Poor old Blackpool isn’t really what they call a “red wall” seat, as it has been a marginal and a safe Tory seat in the past, but it is now precisely the kind of place where Reform (like Johnson before) should expect to do well – a bit run down and “left behind”.
The Tory failure, for whatever reason, to “level up” these places is costing them dear, turning people to Labour but also splitting the right-wing vote with Reform. In due course, that means letting Labour build up an arguably artificially high parliamentary majority next time round.
Will Reform’s near-miss for second place in Blackpool South also reverberate in the mind of Nigel Farage, who remains president and basically owner of Reform (which, unusually, is a private company, “Reform Party UK Limited”)?
Last glimpsed basking in the Florida sunshine rather than getting the vote out in the Blackpool drizzle, Farage has been teasing us again about a return to frontline politics. Reform’s best result by far in a by-election might tempt him back, which has the potential to add to the earthquake that’s demolishing the Tory vote.
Yet Farage of all people will know that 10 years ago, when he was running Ukip, he and his then vehicle were registering much bigger gains across the board. The trends in the polls suggest that Reform at about 15 per cent may even exceed the Tories in voting intentions, with Sunak’s party plumbing fresh depths – down to 18 per cent most recently.
Reform still lacks a national party organisation – and its failure to win some council seats in Hartlepool, where it was once pretty strong, suggests that the arrival of “Nigel Farage MP” in the Commons remains a mirage. They did respectably in places such as Lincolnshire and Sunderland, but it’s not yet as revolutionary as Ukip in its heyday.
The results were almost unalloyed good news for “Seismic Starmer” – but there are little tremors of weakness for Labour there, too. Behind the long list of council gains and mayoral triumphs that will be understandably celebrated by Starmer, lies a growing drift of leftish and/or Muslim voters to ex-Labour independent candidates in places such as Oldham (where Labour lost its tenuous grip on power).
We see this replicated in Bristol, where shadow cabinet member Thangam Debbonaire is about the only Labour MP at risk for the general election.

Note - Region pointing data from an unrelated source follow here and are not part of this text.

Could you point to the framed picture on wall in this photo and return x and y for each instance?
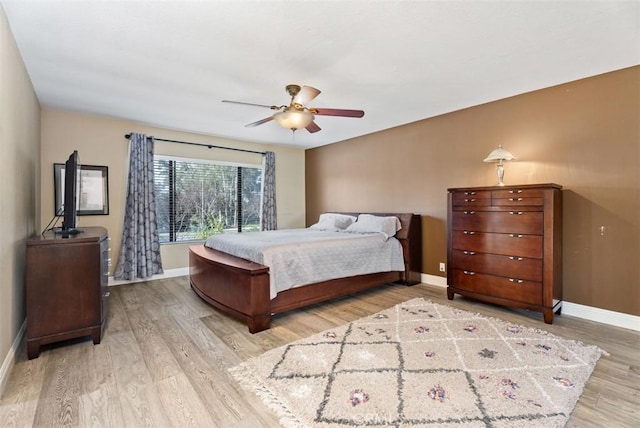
(94, 189)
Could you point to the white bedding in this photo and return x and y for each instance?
(298, 257)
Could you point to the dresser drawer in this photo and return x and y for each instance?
(514, 221)
(517, 193)
(471, 198)
(507, 266)
(517, 201)
(515, 289)
(508, 244)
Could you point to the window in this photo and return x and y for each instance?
(197, 198)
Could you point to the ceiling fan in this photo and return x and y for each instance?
(296, 115)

Gaza and Starmer’s perceived general timidity are obviously behind these mini-rumbles going in the “wrong” direction; but no one is disaffected enough to vote Conservative as a protest. The slow but seemingly persistent long-term rise of the Greens may prove to be a problem for a Labour government, if and when it encounters its own difficult times. It will be interesting to see if the Greens resist the two-party squeeze and keep their third place in the London mayoralty.

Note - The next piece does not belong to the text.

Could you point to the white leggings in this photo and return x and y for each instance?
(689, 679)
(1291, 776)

As for Sunak’s leadership, it is not too early to say that these disappointing results are keeping it in play – because his “plan” isn’t working, leastways in political terms – and there’s no sign it ever will.
Cast your mind back about 18 months to Sunak’s high-profile five “people’s priorities”. In a sense, they were wisely chosen and reflected the polling and common sense.

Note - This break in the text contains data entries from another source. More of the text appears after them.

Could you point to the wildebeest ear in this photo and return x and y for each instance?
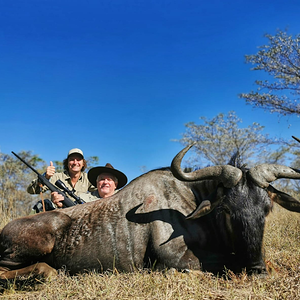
(285, 200)
(206, 206)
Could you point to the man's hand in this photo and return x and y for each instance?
(56, 198)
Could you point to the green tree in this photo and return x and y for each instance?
(221, 137)
(280, 59)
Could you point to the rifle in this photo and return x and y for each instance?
(42, 179)
(62, 186)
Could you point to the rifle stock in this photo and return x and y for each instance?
(67, 202)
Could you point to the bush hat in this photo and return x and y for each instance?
(75, 150)
(298, 140)
(93, 173)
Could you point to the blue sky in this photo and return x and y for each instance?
(119, 79)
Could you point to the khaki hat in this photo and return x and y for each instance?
(75, 150)
(93, 173)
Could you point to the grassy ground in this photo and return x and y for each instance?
(282, 251)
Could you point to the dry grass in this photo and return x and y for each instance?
(282, 247)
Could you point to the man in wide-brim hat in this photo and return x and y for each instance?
(107, 179)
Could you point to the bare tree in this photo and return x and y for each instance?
(14, 179)
(280, 59)
(221, 137)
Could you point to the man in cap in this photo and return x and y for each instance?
(73, 177)
(107, 179)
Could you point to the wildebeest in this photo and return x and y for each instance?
(206, 219)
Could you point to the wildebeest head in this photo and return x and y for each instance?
(237, 207)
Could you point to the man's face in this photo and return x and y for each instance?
(75, 162)
(106, 184)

Sunak was right that people worried about inflation, about NHS waiting lists, about “small boats” immigration, about the public finances and a generally stagnant economy. He’s had his successes there, and his failures, but the one thing that can be said is that the voters have not been so persuaded by Sunak’s record to change their minds and believe that he and his party deserve a fifth term of office.
His last hope is that Andy Street in the West Midlands and Ben Houchen in Tees Valley will hang on to their mayoralties and he can use their success to “prove” that his plan is working.
But he, his party, and the country knows that if Street and/or Houchen win after their highly personal campaigns, it will be despite Sunak rather than because of him. Street even banned Sunak from turning up in his region; but both welcomed Johnson’s public support.
The political shocks are going to continue for days to come; and things are going to be very shaky for the PM.